Gibson-Graham admits, however, that she is “loath to define it,” but nonetheless offers the “famiiliar Marxist definition” of “a system of generalized commodity production structured by (industrial) forces of production and exploitative production relations between capital and labor” (3). There are reasons for their hesitation at defining their terms. They draw an analogy to feminism’s difficulties in “attempting to reconceptualize binary gender” (13), in that “If Man is singular, if he is a self-identical and definite figure, then non-man becomes his negative, or functions as an indefinite and homogenous ground against which Man’s definite outlines may be seen” (14), and this is the sort of thinking that contributes to “a binary hierarchy in which one term is deprived of positive being” (14). In our conventional logic, there is no thinking of not-capitalism as anything other than not-capitalism, to which Gibson-Graham offer the anti-essentialist possibilities that “Theorizing capitalism as different from itself — as having, in other words, no essential or coherent identity — multiplies (infinitely) the possibilities of alterity” and that “recontextualizing capitalism in a discourse of economic plurality destabilizes its presumptive hegemony” (15).

Gibson-Graham relies on the same concepts of overdetermination that Wolff and Resnick borrowed from Althusser, and in fact does some heavy theoretical work with Althusser and his inheritors, particularly Laclau and Mouffe, from whom they take the insight that “there is practically no domain of individual or collective life that escapes capitalist relations” (Hegemony and Socialist Strategy 161, qtd. in Gibson-Graham 39) only to problematize it: “Unless the economy is explicitly written out, or until it is deconstructively or positively rewritten, it will write itself into every text of social theory, in familiar and powerful ways. When it is not overtly theorized, it defines itself as capitalism because it lacks another name” (39). Gibson-Graham here again shows me another side of an issue I’ve been struggling with: I keep coming back to money as such a profound and influential marker of class, and then sort of translating “money” for myself as “money in a capitalist economy” without ever going any further with my thinking. So I’m hoping that the rest of the book may present some interesting alternative and productive possibilities. On the other hand, I realize that constructing class as a “marker” lines up with those static, synchronic understandings of class as a single frozen moment for a student in the wired writing classroom, either pre- or post-college in relation to that student’s class identity while she’s in the classroom.
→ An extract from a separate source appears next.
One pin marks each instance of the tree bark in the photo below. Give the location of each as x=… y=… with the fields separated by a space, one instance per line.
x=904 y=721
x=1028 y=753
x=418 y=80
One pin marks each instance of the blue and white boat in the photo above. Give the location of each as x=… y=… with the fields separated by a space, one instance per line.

My recent discussions with Charlie and Donna have shown me that I’m more interested in an understanding of class as process, although I still reject Resnick and Wolff’s concept of class as exploitative process (the appropriation and distribution of surplus labor) as too reductive and oversimplifying for my purposes. (Gibson-Graham give a nod to this concept of class, as well, though I won’t get to their chapter on class until tomorrow.) Rather, I think I’m interested in putting Bourdieu’s concept of class as a field of relational multiplicity into motion and understanding that field of relational multiplicity as always in process and enacted through difference.

And that seems like a good insight on which to close for tonight.